Molti altri sono i percorsi che si potrebbero tentare intorno alle opere di questi ventisette artisti – metaforicamente restituiti dai labirinti di Emil Tilekov – che sono stati invitati a calcare la propria presenza nella maniera più autentica e meno esotizzante possibile. Dalla sorprendente scenografia di Aika Akhmetova che apre la mostra insieme al marcatore di rilevamento di Rashid Nurekeyev si dirama una serie di letture parallele: la tradizione pittorica senza intromissioni in Temur Shardemetov; l’ereditarietà tradizionale in Said Atabekov, e specialmente femminile in Aïda Adilbek, Kasiet Jolchu e Sonata Raiymkulova, con la sua carica di rabbia in Zhanel Shakhan; la costituzione di un’identità nazionale in Anna Ivanova, Yerbossyn Meldibekov e Saodat Ismailova (visibile anche con un’esibizione notevole all’Hangar Bicocca); le divagazioni sul tema naturalistico di Ulan Djaparov e religioso di Bakhyt Bubikanova. Completano il quadro le performance di Daria Kim e Jazgul Madazimova.

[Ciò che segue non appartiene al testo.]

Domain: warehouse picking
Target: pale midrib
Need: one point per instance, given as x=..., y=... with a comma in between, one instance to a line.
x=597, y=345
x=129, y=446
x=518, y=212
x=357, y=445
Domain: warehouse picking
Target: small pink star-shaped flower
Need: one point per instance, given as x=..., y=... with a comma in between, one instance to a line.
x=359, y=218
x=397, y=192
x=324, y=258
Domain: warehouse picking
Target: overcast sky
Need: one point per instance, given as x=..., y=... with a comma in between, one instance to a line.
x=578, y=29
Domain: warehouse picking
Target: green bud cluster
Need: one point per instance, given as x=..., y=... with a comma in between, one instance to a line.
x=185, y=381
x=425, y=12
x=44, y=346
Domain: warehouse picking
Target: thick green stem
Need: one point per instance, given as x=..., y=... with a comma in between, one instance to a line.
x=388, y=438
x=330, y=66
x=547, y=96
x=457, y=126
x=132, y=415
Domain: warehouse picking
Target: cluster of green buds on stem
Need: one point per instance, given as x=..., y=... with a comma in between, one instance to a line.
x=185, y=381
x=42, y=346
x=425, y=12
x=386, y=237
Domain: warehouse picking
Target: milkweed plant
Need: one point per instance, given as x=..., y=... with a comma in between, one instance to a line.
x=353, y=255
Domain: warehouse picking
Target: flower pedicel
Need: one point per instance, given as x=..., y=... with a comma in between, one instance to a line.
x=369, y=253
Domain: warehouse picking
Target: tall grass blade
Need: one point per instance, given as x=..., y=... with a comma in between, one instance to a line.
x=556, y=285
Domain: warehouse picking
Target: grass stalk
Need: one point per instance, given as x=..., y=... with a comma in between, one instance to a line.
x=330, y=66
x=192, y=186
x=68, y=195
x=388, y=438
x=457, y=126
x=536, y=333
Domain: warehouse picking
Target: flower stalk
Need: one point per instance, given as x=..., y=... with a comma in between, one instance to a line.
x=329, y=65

La selezione di artisti è generosa e l’eterogeneità della proposta può risultare forse disorientante; non si può negare che sia perfettamente riuscito l’obiettivo di offrire una panoramica quanto più compiuta sulle tendenze artistiche che animano una sezione del globo che sta riaffiorando sulle scene da meno di una trentina d’anni. La mostra si fa compendio della primavera esondante di cui sopra, restituendo anche, incidentalmente o meno, il disorientamento dell’implosione degli stati nazione e della migrazione. La commovente, sottile sopravvivenza del fare artistico attraverso le ingiurie della storia resta la stella da seguire per orientarsi, come l’indicazione YOU ARE HERE sulle mappe dei centri commerciali.
Kamil Sanders
Info:
AA.VV. “YOU ARE HERE. Central Asia”
24/10/2024 – 13/04/2025
Fondazione Elpis
via Lamarmora 26, Milano
www.fondazioneelpis.org
Nato nel 1998 a Venezia, dopo avere conseguito la maturità classica si trasferisce a Milano dove frequenta l’indirizzo di pittura dell’Accademia di Belle Arti di Brera. Nel 2023 pubblica il suo primo testo saggistico per la collana Calibano di Prospero Editore: “Tradizione e Trasgressione. Note dall’India per un’arte indipendente”. Nel 2024 vince il premio Europa in Versi Giovani, al quale seguirà la pubblicazione nel 2025 della sua silloge “sillabario del terribile incanto” per Quaderni del Bardo Editore. Attualmente frequenta il biennio di Arti Visive e Studi Curatoriali alla Naba di Milano.